Motion adoptée au congrès 2017 de la Fédération CNT TEFP

Argumentaire

Particularité de la CNT

La CNT prône l’auto-organisation des luttes comme moyen et comme fin de son action syndicaliste révolutionnaire. En ce sens notre syndicalisme de lutte diffère fondamentalement d’un syndicalisme centrant son activité sur la représentation au sein des différentes instances paritaires et/ou sur un lobbying parlementaire.
Nous savons que nos acquis et conquêtes sociales sont le résultat d’un rapport de force imposé. Néanmoins, sauf à tomber dans une illusion incantatoire, construire ce rapport de force nécessite partir des réalités des forces en présence dans nos services. Le pluralisme syndical est notamment une réalité au sein de nos services qui doit être envisagée de façon pragmatique. Dans ce cadre donné, se donner les moyens de mener des luttes victorieuses, c’est notamment travailler, autant que faire se peut, à construire une unité syndicale.
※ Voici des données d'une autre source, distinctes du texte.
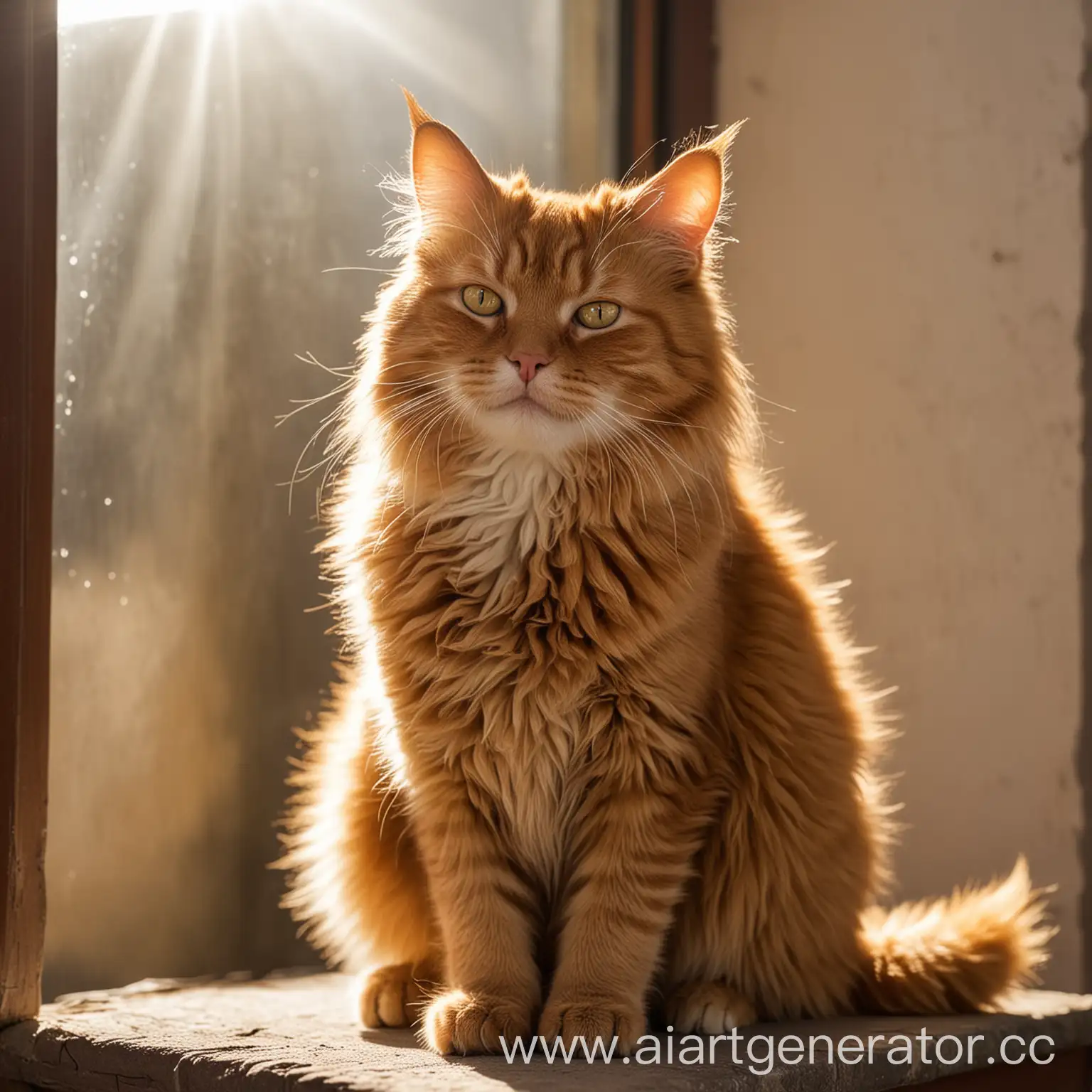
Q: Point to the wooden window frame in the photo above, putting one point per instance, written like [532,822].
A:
[28,310]
[668,57]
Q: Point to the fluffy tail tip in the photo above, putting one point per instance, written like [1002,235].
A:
[957,955]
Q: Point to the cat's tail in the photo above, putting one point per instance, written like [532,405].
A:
[955,955]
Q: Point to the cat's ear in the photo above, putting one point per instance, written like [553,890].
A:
[448,181]
[684,200]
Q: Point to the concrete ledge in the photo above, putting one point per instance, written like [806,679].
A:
[287,1031]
Une unité par et pour la lutte

Cette unité syndicale, qui n’est pas un but en soi, mais un outil au service de la lutte impose les bases d’en définir les bases tant sur le fond sur la forme.
Sur le fond : nos participations aux intersyndicale doivent se faire, autant que faire ce peut, sur la base de revendications claires, et une orientation générale des appels qui ne soient pas en contradiction avec nos revendications. Ainsi, si le travail intersyndical, impose nécessairement des compromis, il ne peut se faire au détriment des objectifs de la lutte elle-même. Si des mandats cadres doivent permettre une certaine autonomie des mandatés CNT au sein des intersyndicales, des allers-retours entre le ou les mandaté-es et la fédération (ou syndicat) peuvent néanmoins s’avérer nécessaires en fonction de l’évolution des discussions.
Sur la forme : Les appels et le travail unitaire doit être l’occasion de développer l’auto-organisation des luttes et non se substituer à elles. Il doit permettre et favoriser des pratiques démocratiques de mobilisation : contact direct avec les collègues, heures d’info syndicale devenant des AG, encouragement à la prise de parole par tous (tour de parole), liberté d’expression et prise de décision collective.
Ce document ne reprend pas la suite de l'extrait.